April 14th, 2012 by Oscar E Moore

Something’s amiss in Argentina.  If only Forbidden Broadway – the highly successful musical revue that satirized the Great White Way’s hits and misses – was still running they would have a field day with this new production of EVITA and its trio of oddly cast stars.

Starting with the diminutive Elena Roger as Eva Duarte Peron whose strange vocal quality becomes annoying and cannot do justice to the lush melodies created by Andrew Lloyd Webber nor reach the high notes without sounding like a screeching chipmunk.  Her unfortunate wigs that go from black to red to blonde are an ill-fitting eyesore.   She dances a mean tango but has little “star quality” and charisma that should be inherent in the role. 

The charisma factor is left to Ricky Martin who plays Ricky Martin who has charisma to spare.  It states in the program that he is Che but that must be a misprint.  He is for sure Ricky Martin playing Ricky Martin with all his charm and iridescent smile and smooth moves intact.  There is no danger, no irony and no edge.  But he’ll surely sell lots of tickets.

That leaves us with Peron, played superbly by Michael Cerveris despite his being made to look like a debonair Count Dracula.  He is strong and lures the audience in with his terrific voice and characterization.

The show starts off great with actual newsreel footage of Eva Peron’s funeral and the “Requiem” and then in flashback proceeds to go downhill.  Beginning in Junin where the young actress sets her sights on Magaldi (an excellent Max Von Essen) – a smarmy lounge singer and then continuing onto Buenos Aires, where actress Eva Duarte bed hops her way to the top, culminating in her meeting and marrying Juan Peron.  Bedded and bejeweled by many men along the way, she died of cancer at the age of 33. 

And that’s how long it’s been – 33 years – since EVITA – the Andrew Lloyd Webber and Tim Rice soap-operatic, sung through, Reader’s Digest version of her life first wowed Broadway audiences. 

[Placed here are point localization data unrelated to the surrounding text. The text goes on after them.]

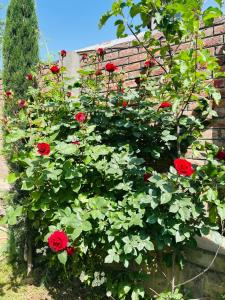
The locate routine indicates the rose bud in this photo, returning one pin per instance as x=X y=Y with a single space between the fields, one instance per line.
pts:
x=125 y=104
x=165 y=104
x=80 y=117
x=63 y=53
x=55 y=69
x=101 y=52
x=22 y=103
x=29 y=77
x=8 y=94
x=149 y=63
x=70 y=251
x=69 y=94
x=111 y=67
x=98 y=72
x=76 y=143
x=43 y=149
x=84 y=56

In this new and lavish production with monumental sets by Christopher Oram that all but dwarf the diminutive star from Argentina who is now cast as Evita,  directed by Michael Grandage and entangled in variations of the tango by Rob Ashford, the wow factor has been lost along the way.

The score by Andrew Lloyd Webber is melodic and memorable and sounds wonderful.  The light weight lyrics by Tim Rice are merely serviceable.  But they sure have made him millions.

And to think that FOLLIES had to close to make room for EVITA to open!